Other megalomaniac architects include Philip Johnson and Le Corbusier. Le corbusier isn’t his real name, it’s the name he’s given himself and Philip Johnson modelled his look on him. 

‘Through almost seven hundred pages of elaborate plot, stilted speeches, and overwrought emotions, [Ayn] Rand’s ideological cartoon of a book (she also wrote the screenplay) pits the individual, whose undaunted ego is the fountainhead of all praise-worthy human activity, against the common man, Rand’s rabble, who, fearing the individual, attempts to destroy or reduce him to its own base level. To translate her philosophy into fiction, the author cast her hero as an architect’

Albrecht, D. (1986), Designing Dreams: Modern Architecture in the Movies, London, Thames and Hudson, page 168

Locations.
How you use environments or locations to create sensory effects.



Edward Hopper, house by the railroad 1925
Pyscho house Universal Studios.

‘Milieus and architecture have always the same role in Hitchocock’s films; they function as psychic amplifiers of the story. Characteristically his films start off in an idylic and relaxed atmosphere. Scenes and buildings reflect a somewhat naïve and amusing balance of bourgeois life. As the story begins, however, a sense of foreboding begins to convey a negative content to the buildings. The very same architecture turns gradually into a generator and container of fear, and in the end, terror seems to have poisoned space itself'
Pallasmaa, J. (2001), The Architecture of Image: Existential Space in Cinema, page 25

‘The ‘oneiric house’ described by Gaston Bachelard has three or four floors: the middle ones are the stages of everyday life, the attic is the storage place of pleasant memories, where as the basement is the place for negative remembrances, pushed outside consciousness. In the final sequences of Psycho the different floors of Bates House obtain their meaning in accordance with Bachelard’s oneiric house.
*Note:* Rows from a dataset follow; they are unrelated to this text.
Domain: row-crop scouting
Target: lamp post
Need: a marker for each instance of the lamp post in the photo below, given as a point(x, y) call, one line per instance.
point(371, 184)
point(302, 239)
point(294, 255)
Beginning her survey of the enigma of the house in the attic, Lila is forced to a panicked escape own into the basement where she finds the terrifying mummified wigged corpse of Norman’s mother’
Pallasmaa, J. (2001), The Architecture of Image: Existential Space in Cinema, page 25 - 26

The Shining, very contrasting difference between the countryside and scary/creepy music.



Then we ended with this which not only questions the idea of characters with the built up environment they are in but leads nicely onto the consumerism lecture we have next with Richard.

I think the cities texts might be the most interesting to analyse so I think I'll try look at one of them whilst it's still fresh in my mind to write the analysis on.